Petrified
A petrified creature has been turned entirely to stone. It is unconscious and unaware of its surroundings — and if the statue is broken, the creature will be permanently injured or killed when restored.
Effects
- The creature is turned to stone — it cannot move, act, or perceive its surroundings.
- The creature is unconscious and helpless.
- The creature has hardness 8 (like stone) while petrified and is immune to most forms of damage except bludgeoning.
- If the statue is broken or chipped while petrified, the creature will have corresponding injuries when restored — a broken arm on the statue means a broken arm on the creature. If the statue is reduced to rubble, the creature cannot be restored.
- The creature does not age while petrified — time effectively stops for it.
Ending the Condition
- Stone to flesh (6th-level spell) restores the creature; if the statue is intact, the creature is unharmed. If the statue was damaged, the creature takes 3d6 damage per missing or broken piece (GM discretion).
- Break enchantment can restore a petrified creature if the petrification was from a spell or supernatural effect.
- Wish and miracle can restore a petrified creature regardless of the statue's condition.
Related Conditions
- Paralyzed — similar complete immobility but the creature retains its normal material form and is aware; usually reversible without a specific counter-spell.
- Helpless — petrified creatures are fully helpless while in stone form.

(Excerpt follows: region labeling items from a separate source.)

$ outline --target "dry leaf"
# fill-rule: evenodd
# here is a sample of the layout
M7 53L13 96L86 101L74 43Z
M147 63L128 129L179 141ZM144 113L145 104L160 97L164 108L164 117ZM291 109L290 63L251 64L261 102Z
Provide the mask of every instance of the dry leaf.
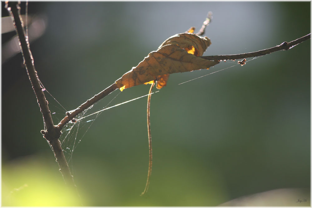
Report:
M135 67L115 82L121 91L156 80L157 88L166 86L169 74L208 69L219 63L201 56L211 43L207 37L192 33L177 34L165 41Z

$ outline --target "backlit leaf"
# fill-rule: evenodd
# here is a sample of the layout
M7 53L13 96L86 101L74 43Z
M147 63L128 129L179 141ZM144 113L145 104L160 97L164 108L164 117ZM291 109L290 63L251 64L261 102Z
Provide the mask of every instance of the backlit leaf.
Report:
M211 44L207 37L193 33L177 34L165 41L156 51L148 56L135 67L115 82L121 90L156 80L157 87L166 86L169 74L208 69L218 63L198 56L202 55Z

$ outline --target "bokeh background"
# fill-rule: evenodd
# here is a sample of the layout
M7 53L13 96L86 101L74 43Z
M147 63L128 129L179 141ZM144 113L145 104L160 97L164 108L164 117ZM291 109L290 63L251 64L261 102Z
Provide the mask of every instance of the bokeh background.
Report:
M2 4L2 17L7 16ZM45 87L69 110L170 36L192 26L199 29L209 11L213 19L205 35L212 44L204 55L226 55L307 35L310 4L31 2L29 21L39 20L32 27L37 37L31 48ZM24 2L22 14L25 8ZM260 204L310 206L310 40L182 85L234 64L170 75L167 86L152 96L153 173L143 196L147 97L105 111L90 126L85 122L77 141L90 128L70 162L79 199L64 188L40 133L42 116L21 55L4 58L9 52L4 49L13 46L4 46L15 35L2 35L2 206L216 206L280 189L293 191L278 197L270 192ZM146 94L149 88L126 89L108 106ZM118 91L92 110L107 105ZM57 123L65 111L46 94ZM70 145L74 134L66 138ZM305 197L307 201L296 202Z

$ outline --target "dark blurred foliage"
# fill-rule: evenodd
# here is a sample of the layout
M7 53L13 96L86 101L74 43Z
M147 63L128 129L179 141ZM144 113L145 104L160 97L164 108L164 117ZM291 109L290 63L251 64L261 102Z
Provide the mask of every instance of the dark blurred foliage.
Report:
M7 16L2 3L2 17ZM31 48L45 87L69 110L170 36L192 26L199 29L208 11L213 18L205 35L212 44L204 55L234 54L310 33L310 4L31 2L29 15L46 20L45 33ZM24 2L22 8L25 14ZM2 45L15 34L2 34ZM70 162L83 204L215 206L282 188L308 189L310 196L310 43L183 85L178 85L233 64L171 75L167 86L152 96L153 172L142 197L148 164L146 98L104 111ZM2 205L75 205L70 194L55 196L62 179L40 133L42 116L22 63L20 53L2 65ZM125 90L109 106L146 94L149 87ZM57 123L65 112L46 94ZM86 130L81 129L78 140ZM41 202L40 194L53 197Z

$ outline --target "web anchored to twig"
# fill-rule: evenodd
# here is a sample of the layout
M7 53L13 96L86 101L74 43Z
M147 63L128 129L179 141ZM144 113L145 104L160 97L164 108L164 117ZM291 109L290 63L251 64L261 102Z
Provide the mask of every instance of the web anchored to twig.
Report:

- Unconscious — petrified creatures are unconscious and unaware.
Common Sources
Medusa gaze attack (Fort save each round of eye contact; two failures = petrification); basilisk gaze (DC-based Fort save); flesh to stone (6th-level spell); symbol of vulnerability (some variants); certain cockatrice bites (Fort save or petrified — cockatrices are notable for how quickly they can stack petrification). Only creatures with physical bodies that can be transformed to stone are subject to petrification — incorporeal creatures and undead are immune.